Kotval earned her Bachelor's in Architecture (1987) at the Academy of Architecture in Mumbai, India, followed by a Masters in Regional Planning (1989), and a PhD in Regional Planning (1994), at the University of Massachusetts Amherst.

==Career==

Kotval is a researcher and a practitioner on community engagement, economic development and brownfield development.
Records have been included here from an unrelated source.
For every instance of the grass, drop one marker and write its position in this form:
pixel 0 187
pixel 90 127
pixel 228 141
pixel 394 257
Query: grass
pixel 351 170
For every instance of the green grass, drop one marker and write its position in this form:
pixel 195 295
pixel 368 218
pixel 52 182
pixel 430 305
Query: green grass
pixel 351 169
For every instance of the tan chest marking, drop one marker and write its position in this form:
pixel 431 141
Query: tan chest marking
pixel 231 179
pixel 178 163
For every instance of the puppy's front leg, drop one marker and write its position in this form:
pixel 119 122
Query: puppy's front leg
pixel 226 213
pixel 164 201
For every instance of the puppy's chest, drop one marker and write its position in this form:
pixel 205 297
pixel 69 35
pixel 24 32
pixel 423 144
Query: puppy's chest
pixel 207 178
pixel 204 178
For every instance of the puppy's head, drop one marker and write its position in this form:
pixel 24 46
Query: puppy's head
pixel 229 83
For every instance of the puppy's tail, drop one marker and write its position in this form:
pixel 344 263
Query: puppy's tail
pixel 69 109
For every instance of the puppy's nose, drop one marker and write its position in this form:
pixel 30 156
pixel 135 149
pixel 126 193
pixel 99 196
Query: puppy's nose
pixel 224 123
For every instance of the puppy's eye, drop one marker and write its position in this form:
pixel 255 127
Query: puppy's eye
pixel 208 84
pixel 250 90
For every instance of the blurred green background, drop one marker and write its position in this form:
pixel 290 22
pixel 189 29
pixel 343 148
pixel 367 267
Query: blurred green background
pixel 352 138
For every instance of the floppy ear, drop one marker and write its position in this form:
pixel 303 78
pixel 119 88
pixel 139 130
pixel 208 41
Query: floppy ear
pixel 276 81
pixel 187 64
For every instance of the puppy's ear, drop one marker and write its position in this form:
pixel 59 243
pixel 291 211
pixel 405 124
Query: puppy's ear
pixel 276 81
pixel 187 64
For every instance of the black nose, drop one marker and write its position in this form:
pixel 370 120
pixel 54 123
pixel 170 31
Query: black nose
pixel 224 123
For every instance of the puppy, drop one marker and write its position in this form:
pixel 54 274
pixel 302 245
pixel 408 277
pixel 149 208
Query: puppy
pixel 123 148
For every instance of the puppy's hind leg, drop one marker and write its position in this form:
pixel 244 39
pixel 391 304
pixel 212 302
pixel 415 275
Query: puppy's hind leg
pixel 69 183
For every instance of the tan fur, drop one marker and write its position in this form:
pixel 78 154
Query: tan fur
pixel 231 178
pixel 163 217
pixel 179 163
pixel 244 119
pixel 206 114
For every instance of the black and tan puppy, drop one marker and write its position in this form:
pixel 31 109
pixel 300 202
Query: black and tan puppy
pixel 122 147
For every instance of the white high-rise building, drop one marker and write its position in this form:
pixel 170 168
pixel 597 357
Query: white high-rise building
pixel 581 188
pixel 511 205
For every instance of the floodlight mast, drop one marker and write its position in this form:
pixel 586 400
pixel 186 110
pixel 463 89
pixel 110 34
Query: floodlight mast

Her research includes multiple territorial contexts, from the United States to Estonia, and in multiple teaching settings. 2003 research by Prof Kotval was pivotal in the promotion of the visions of Frank Lloyd Wright for Pittsfield and how its industrial worker housing shaped the city in particular using Wright's “Cloverleaf” design.

Building on the work of Sherry Arnstein and Patsy Healey, she advocates that economic development should be seen as a tool at the service of community improvements and inclusion, a role this is particularly important in declining areas as a means to include local populations left behind by the development process.

Her work in aid of communities facing economic hardship includes expert support to a 2017 agreement between the Kewaunee School District, Kewaunee County and Northeast Wisconsin Technical College and Dominion Energy Kewaunee Inc.

==Honors and awards==

She is a Fellow of the American Institute of Certified Planners, a Scholar of the Fulbright Programme, and a member of the Planning Accreditation Board that is one of the recognized higher education related accreditation organizations that accredits planning programs across all American planning studies.